When Is It Time For A Change?

Time for a ChangeTwo years ago I started playing Mah Jongg when a neighbor offered to teach a small group of us. My week was filled with writing, but I thought it was time for a change. Maybe trying something new would jump start new ideas.

I kicked myself numerous times after I said I would give the group a try. I didn’t have time to learn or play. I didn’t need another hobby. But having said yes. . .

I got hooked by Mah Jongg almost immediately. I play weekly now and love it. Mah Jongg is just challenging enough to keep me on my toes but not as challenging as say, bridge, where casual conversation around the card table is frowned upon. We chat, snack, and go home a few quarters richer or poorer. The women in my group are now good friends. What’s not to love about this?
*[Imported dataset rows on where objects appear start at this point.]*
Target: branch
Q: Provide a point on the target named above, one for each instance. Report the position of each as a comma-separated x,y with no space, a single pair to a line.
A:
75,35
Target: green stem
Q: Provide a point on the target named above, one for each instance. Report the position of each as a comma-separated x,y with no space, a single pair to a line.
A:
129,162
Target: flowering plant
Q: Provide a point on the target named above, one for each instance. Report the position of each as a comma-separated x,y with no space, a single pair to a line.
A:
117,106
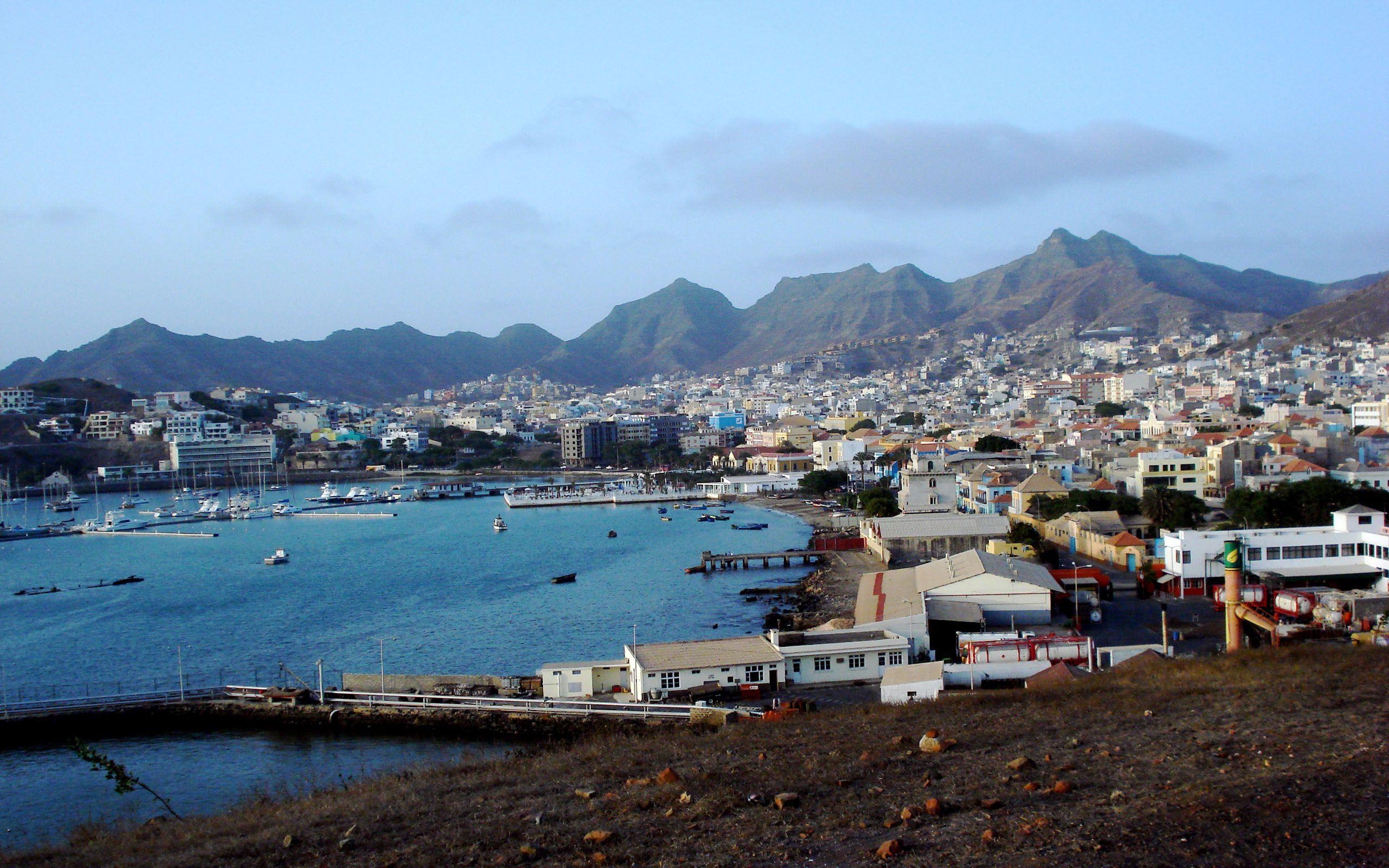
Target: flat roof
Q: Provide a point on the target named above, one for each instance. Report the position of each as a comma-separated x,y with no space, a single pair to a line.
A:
703,653
584,664
913,674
This week was a big one for Mah Jongg players in the U.S. because the National Mah Jongg league just mailed out our new card. Mahjong is played with 144 tiles and four players, and each year the league changes the hands we need to win. This year there are 51 possible hands, some of them quite different from the hands we played last year.  My group played the new card yesterday for the first time, and chaos ruled. But so did excitement. New possibilities. New ways to win. It was indeed time for a change.

Does that sound familiar in your life? Have you ever gotten used to something that suddenly disappeared? Of course you have, because that’s how life works for everybody, whether we try desperately to hold on to the old or not. After the shock was over, did you find that whatever replaced your former comfort zone energized you in new ways?
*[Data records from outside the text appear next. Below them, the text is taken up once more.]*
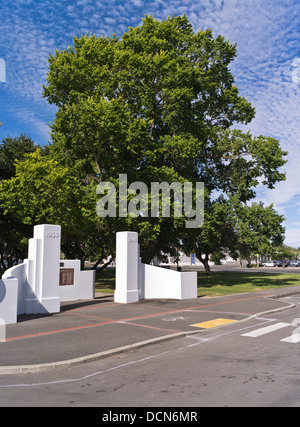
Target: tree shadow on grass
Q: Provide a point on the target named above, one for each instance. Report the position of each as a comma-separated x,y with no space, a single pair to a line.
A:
256,280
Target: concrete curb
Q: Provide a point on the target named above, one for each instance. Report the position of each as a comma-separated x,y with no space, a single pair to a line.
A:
46,367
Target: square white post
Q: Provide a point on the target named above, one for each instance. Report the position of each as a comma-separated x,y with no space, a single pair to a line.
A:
43,274
127,261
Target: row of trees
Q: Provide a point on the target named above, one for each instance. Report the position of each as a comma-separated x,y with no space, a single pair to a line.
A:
157,104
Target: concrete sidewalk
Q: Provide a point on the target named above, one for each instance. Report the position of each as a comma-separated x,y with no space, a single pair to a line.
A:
85,331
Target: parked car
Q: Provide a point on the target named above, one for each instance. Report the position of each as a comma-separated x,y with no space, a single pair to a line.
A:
294,263
270,264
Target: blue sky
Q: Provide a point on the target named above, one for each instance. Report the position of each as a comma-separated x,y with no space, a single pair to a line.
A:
266,70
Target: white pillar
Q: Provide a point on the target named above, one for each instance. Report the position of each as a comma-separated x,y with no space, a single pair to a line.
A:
127,261
43,270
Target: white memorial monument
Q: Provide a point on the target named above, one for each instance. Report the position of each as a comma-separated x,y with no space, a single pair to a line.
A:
43,281
136,281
Not only the Mah Jongg card has changed in my life. I’m starting a new novel, and I plan to write it in a different way. It’s a stand alone story, not one of a series, and suddenly the sky is the limit on what I can do. Some mornings I wake up and wish the “limit” was a wee bit closer, maybe just as high as my roof.

Change is a little scary, isn’t it?

Last night I saw a wonderful film,  Woman in Gold, starring Helen Mirren. While not every critic agrees, I found the movie mesmerizing because it’s based on the true tale of Maria Altmann, a woman in her eighties, who learns that the Austrian government has at last agreed to consider returning some of the art work stolen from Jews by the Nazis during World War Two.

Maria, with the help of a young lawyer, a grandson of famed composer Arnold Schoenberg, sets out to regain ownership of Gustav Klimt’s painting of her aunt, Portrait of Adele Bloch-Bauer, also known as Woman in Gold because hey, Bloch-Bauer is clearly a Jewish name, and the Nazis certainly didn’t want that association.

I won’t tell you more except to say that Maria, in her eighties, is not too old to realize it’s time for a change in her own life. She is still valiant enough, morally strong enough, to try to bring one about despite her terrifying past. Her young attorney realizes it’s time for a change, too, and risks his career and financial stability to help her.

So what risks are you taking this week? Is it time for a change? Even a little one, like my new Mah Jongg card? Are you poised on the side of the pool ready to dive in?

Will you still be standing there tomorrow?

1 Comments

  1. Meyrill Lancaste on April 1, 2015 at 3:25 pm

    Love your books. Also play mag Jon and love the game. Change is good.